The Broadway production ran from 1987 to 2003, with a revival from 2006 to 2008. For an oldster fan like me who has a “Les Miz” program advertising a 1993 film release, it's surreal that after years of false starts, “Les Miz” movie posters are now ubiquitous.

As has been tirelessly mentioned in “Les Misérables” promotional pieces, director Tom Hooper chose to have the actors sing live on set. (Viewers will be treated to lots of wobbly chins, popping veins and other marks of vocal authenticity.) It's a commendable choice, and most of the time it works. The rest of the time Russell Crowe is on screen.

Crowe's Javert isn't a disaster – as some fans had predicted – but he's the most blatant example of big-name casting in favor of appropriate talent for the role. He has a rather pleasant voice, but he's concentrating so hard on singing well that everything else gets a bit lost. It's telling that his strongest scene is a violent confrontation with Valjean where shouting on key is pretty much all that's vocally required of both RC and Hugh Jackman.

Russell Crowe and Hugh Jackman aren't in their natural element singing the lines of Javert and Valjean.

Most everyone else in “Les Misérables” fares better, including the shrink-rayed Anne Hathaway (Fantine). She turns "I Dreamed a Dream" into a plaintive monologue from a woman who's hit rock bottom, successfully erasing all memories of anyone who went viral after impressing Simon Cowell.
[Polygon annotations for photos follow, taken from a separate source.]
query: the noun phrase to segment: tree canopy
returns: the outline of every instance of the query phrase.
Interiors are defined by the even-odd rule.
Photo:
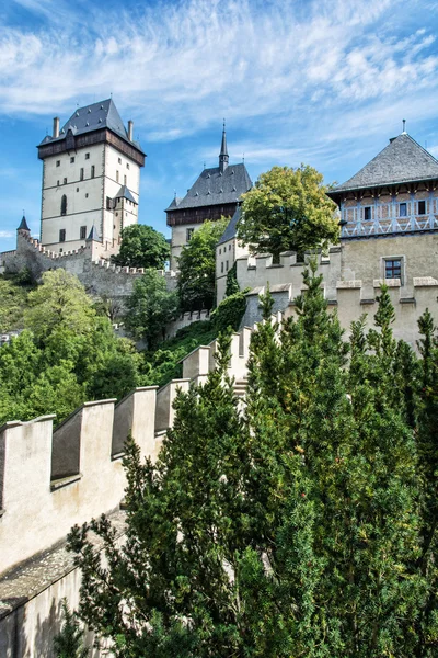
[[[312,167],[273,167],[243,195],[238,238],[252,252],[304,251],[337,242],[336,205],[325,194],[323,177]]]
[[[114,336],[72,274],[43,274],[22,313],[24,330],[0,349],[0,423],[62,420],[85,400],[120,398],[141,384],[134,344]]]
[[[321,281],[281,328],[263,299],[241,411],[222,338],[158,462],[128,440],[126,542],[105,517],[71,532],[80,615],[118,658],[437,655],[434,322],[418,358],[383,287],[347,343]]]
[[[178,258],[178,296],[183,311],[210,309],[216,299],[216,245],[229,218],[204,222]]]
[[[117,265],[162,270],[170,247],[164,236],[151,226],[132,224],[122,231],[120,251],[112,258]]]
[[[176,317],[177,294],[168,291],[165,279],[159,272],[147,270],[135,282],[127,308],[126,328],[136,338],[145,338],[151,349],[164,338],[165,326]]]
The closeups during this song are just a taste of what's to come, since TH’s not shy about showing bodily fluids, simulated or otherwise. (Sensitive to blood, snot, sewer runoff or 1830s beggar-style sores? Don't sit too close.)

Though AH and HJ (a slightly vocally strained but intense Jean Valjean) have received a great deal of press, the surprise breakout in “Les Misérables” is actually Eddie Redmayne (Marius), the freckly part-time Burberry model and Laurence Olivier and Tony Award-winner (“Red”).

ER made his career in film and straight plays, but after this full-voiced, incredibly thoughtful performance, he should become the toast of London's West End. His chemistry with Amanda Seyfried's luminous Cosette (now in her second movie musical role as a doe-eyed, lovestruck ingenue – remember “Mamma Mia”?) brings much-needed warmth. His scenes with Enjolras (steely-jawed Broadway veteran Aaron Tveit) and rebel buddies are passionate as well as playful.

Down-on-her-luck Fantine (Anne Hathaway) finds a friend in Jean (Hugh Jackman).

Anyone who buys a ticket to this “Les Misérables” and whose happiness is riding on his or her memories of beautiful, musical theater-belting and stage dirt, is going to be disappointed.

Instead, think of “Les Misérables” as another excellent production of the musical and enjoy the ride.